Optimizing an ML Pipeline in Azure

Overview

This project is part of the Udacity Azure ML Nanodegree. In this project, we build and optimize an Azure ML pipeline using the Python SDK and a provided Scikit-learn model. This model is then compared to an Azure AutoML run.

Useful Resources

Summary

The dataset investigated here consists of investigating a bank marketing problem and predict if the client subscribed a term deposit (classification problem).

Attribute Information (from here):

Input variables:

bank client data:

- age (numeric)
- job : type of job (categorical: 'admin.','blue-collar','entrepreneur','housemaid','management','retired','self-employed','services','student','technician','unemployed','unknown')
- marital : marital status (categorical: 'divorced','married','single','unknown'; note: 'divorced' means divorced or widowed)
- education (categorical: 'basic.4y','basic.6y','basic.9y','high.school','illiterate','professional.course','university.degree','unknown')
- default: has credit in default? (categorical: 'no','yes','unknown')
- housing: has housing loan? (categorical: 'no','yes','unknown')
- loan: has personal loan? (categorical: 'no','yes','unknown')

related with the last contact of the current campaign:

- contact: contact communication type (categorical: 'cellular','telephone')
- month: last contact month of year (categorical: 'jan', 'feb', 'mar', ..., 'nov', 'dec')
- day_of_week: last contact day of the week (categorical: 'mon','tue','wed','thu','fri')
- duration: last contact duration, in seconds (numeric). Important note: this attribute highly affects the output target (e.g., if duration=0 then y='no'). Yet, the duration is not known before a call is performed. Also, after the end of the call y is obviously known. Thus, this input should only be included for benchmark purposes and should be discarded if the intention is to have a realistic predictive model.

other attributes:

- campaign: number of contacts performed during this campaign and for this client (numeric, includes last contact)
- pdays: number of days that passed by after the client was last contacted from a previous campaign (numeric; 999 means client was not previously contacted)
- previous: number of contacts performed before this campaign and for this client (numeric)
- poutcome: outcome of the previous marketing campaign (categorical: 'failure','nonexistent','success')

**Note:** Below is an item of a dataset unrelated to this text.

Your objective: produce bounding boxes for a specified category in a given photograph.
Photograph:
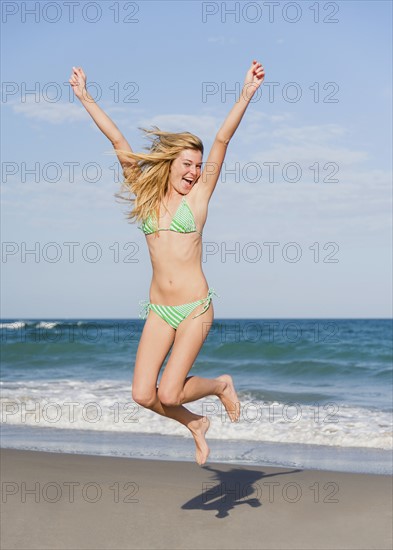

social and economic context attributes

- emp.var.rate: employment variation rate - quarterly indicator (numeric)
- cons.price.idx: consumer price index - monthly indicator (numeric)
- cons.conf.idx: consumer confidence index - monthly indicator (numeric)
- euribor3m: euribor 3 month rate - daily indicator (numeric)
- nr.employed: number of employees - quarterly indicator (numeric)

Output variable (desired target): 21. - y - has the client subscribed a term deposit? (binary: 'yes','no')

We have run an AutoML run as well as a Logistic Regression algorithm with regularization to find the optimal model that can predict whether the client has subscribed a term deposit.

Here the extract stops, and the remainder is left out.